Ray, now 22, coaches at the USTA National Tennis Center in New York. The opportunity required leaving home and comfort, but the grant helped him pursue the path he wanted, where he wanted, with continued mentorship shaping his growth.

 

For both coaches, the mission extends beyond individual success. Representation matters. Access matters. They’re building programs that widen who can play tennis, and who keeps playing tennis. 

 

The Fellowship represents the bridge between potential and professional.
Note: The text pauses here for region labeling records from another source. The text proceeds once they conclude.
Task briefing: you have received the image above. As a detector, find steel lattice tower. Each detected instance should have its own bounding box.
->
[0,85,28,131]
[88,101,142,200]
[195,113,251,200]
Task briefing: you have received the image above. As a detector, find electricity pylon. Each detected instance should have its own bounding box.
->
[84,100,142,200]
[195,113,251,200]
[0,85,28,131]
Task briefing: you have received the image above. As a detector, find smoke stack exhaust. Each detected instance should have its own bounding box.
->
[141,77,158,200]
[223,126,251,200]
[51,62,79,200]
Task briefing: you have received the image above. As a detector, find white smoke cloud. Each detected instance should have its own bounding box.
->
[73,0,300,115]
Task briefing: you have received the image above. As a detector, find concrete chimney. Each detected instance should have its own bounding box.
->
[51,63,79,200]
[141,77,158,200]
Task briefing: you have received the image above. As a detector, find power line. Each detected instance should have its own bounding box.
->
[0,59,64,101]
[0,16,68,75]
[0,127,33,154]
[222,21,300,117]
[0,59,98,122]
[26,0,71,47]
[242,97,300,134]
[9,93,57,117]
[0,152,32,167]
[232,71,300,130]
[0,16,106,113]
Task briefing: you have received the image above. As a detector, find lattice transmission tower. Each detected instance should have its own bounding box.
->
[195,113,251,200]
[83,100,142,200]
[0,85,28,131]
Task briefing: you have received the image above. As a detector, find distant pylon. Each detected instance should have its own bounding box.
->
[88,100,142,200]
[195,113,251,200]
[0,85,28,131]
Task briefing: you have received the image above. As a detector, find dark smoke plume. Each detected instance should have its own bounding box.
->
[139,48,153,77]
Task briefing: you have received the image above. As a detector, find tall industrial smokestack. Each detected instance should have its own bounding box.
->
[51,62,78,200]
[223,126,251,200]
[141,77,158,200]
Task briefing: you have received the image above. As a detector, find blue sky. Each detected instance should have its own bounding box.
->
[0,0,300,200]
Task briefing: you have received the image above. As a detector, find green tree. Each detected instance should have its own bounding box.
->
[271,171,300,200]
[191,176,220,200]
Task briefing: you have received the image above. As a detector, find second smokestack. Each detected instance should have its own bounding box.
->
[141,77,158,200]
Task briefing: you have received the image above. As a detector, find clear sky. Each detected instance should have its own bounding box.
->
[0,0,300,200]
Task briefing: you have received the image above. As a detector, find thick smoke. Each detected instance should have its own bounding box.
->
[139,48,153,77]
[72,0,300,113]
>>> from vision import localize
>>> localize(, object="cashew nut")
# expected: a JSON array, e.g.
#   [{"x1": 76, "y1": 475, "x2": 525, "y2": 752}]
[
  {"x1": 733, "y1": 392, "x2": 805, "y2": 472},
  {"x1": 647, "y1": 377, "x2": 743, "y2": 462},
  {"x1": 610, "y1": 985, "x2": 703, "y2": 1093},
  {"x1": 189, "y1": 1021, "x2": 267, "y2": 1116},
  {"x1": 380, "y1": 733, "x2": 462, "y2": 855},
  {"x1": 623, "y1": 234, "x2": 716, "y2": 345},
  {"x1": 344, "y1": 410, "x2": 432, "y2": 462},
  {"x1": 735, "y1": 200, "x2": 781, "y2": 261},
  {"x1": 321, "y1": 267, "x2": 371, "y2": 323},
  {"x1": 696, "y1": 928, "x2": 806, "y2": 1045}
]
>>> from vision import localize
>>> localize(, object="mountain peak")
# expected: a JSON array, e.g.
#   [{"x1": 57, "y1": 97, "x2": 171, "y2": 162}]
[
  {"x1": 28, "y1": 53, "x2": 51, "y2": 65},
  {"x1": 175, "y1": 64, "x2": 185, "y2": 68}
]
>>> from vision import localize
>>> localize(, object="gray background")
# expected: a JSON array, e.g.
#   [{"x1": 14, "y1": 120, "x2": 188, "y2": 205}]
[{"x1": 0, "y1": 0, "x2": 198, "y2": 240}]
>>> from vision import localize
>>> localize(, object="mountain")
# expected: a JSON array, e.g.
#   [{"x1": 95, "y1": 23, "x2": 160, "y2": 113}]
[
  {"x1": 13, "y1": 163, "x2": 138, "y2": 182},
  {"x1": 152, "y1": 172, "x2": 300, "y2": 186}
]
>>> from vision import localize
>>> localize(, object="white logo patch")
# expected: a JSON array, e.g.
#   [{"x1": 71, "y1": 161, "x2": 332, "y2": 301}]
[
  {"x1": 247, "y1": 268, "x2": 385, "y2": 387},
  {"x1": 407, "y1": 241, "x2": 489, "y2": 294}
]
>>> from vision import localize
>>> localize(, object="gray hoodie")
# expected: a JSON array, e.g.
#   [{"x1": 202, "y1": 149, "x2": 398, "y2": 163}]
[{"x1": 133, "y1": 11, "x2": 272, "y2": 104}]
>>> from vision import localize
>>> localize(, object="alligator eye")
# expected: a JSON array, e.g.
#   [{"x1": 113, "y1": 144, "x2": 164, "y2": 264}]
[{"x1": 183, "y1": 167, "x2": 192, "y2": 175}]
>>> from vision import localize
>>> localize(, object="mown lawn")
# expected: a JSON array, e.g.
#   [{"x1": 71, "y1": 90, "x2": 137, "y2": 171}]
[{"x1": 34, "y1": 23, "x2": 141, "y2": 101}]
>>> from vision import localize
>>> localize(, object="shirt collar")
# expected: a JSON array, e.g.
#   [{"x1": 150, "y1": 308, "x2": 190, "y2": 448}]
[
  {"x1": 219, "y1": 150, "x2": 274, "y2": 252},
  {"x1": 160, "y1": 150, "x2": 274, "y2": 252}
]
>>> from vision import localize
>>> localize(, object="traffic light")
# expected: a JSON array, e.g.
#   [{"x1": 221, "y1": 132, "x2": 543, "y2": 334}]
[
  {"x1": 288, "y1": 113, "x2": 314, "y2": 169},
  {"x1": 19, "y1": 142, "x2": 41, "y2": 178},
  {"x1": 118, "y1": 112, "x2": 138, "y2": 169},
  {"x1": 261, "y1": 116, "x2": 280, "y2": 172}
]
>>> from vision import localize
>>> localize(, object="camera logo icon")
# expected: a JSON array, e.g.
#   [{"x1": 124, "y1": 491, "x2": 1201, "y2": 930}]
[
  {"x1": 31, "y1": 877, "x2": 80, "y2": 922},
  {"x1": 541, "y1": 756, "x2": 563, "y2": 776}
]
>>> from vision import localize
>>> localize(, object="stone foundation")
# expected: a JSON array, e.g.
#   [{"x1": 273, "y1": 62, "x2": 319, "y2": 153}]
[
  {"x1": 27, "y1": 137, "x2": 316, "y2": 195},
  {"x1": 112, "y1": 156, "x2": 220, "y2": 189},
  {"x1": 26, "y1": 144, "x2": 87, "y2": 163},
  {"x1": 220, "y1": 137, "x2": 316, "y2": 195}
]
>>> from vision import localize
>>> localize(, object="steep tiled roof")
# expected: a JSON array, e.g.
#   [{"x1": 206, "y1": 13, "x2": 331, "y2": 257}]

It’s a rigorous 12-week program in Orlando, Fla.,  designed to train aspiring coaches in all aspects of foundational coaching and leadership, where participants work toward their USTA Coaching Professional Certification.


Diversifying the Industry

The ultimate goal of the Dinkins Grant is to encourage HBCU players to become coaches, providing a valuable personal and professional development opportunity, and an important step to a potential career path in tennis. This grant reinforces the tennis industry’s commitment to supporting HBCU collegiate tennis and increasing diversity among certified coaching professionals. By funding HBCU programs and providing free certification pathways, USTA Coaching is intentionally diversifying the workforce.

 

Ray and Deang are the next generation of leaders and stewards in this sport. Ray is helping shape the next generation of players in New York, while Deang is making tennis more open and accessible in South Carolina.

 

The USTA Dinkins Grant program is continuing to expand, ensuring that the path from the HBCU courts to the coaching ranks remains open.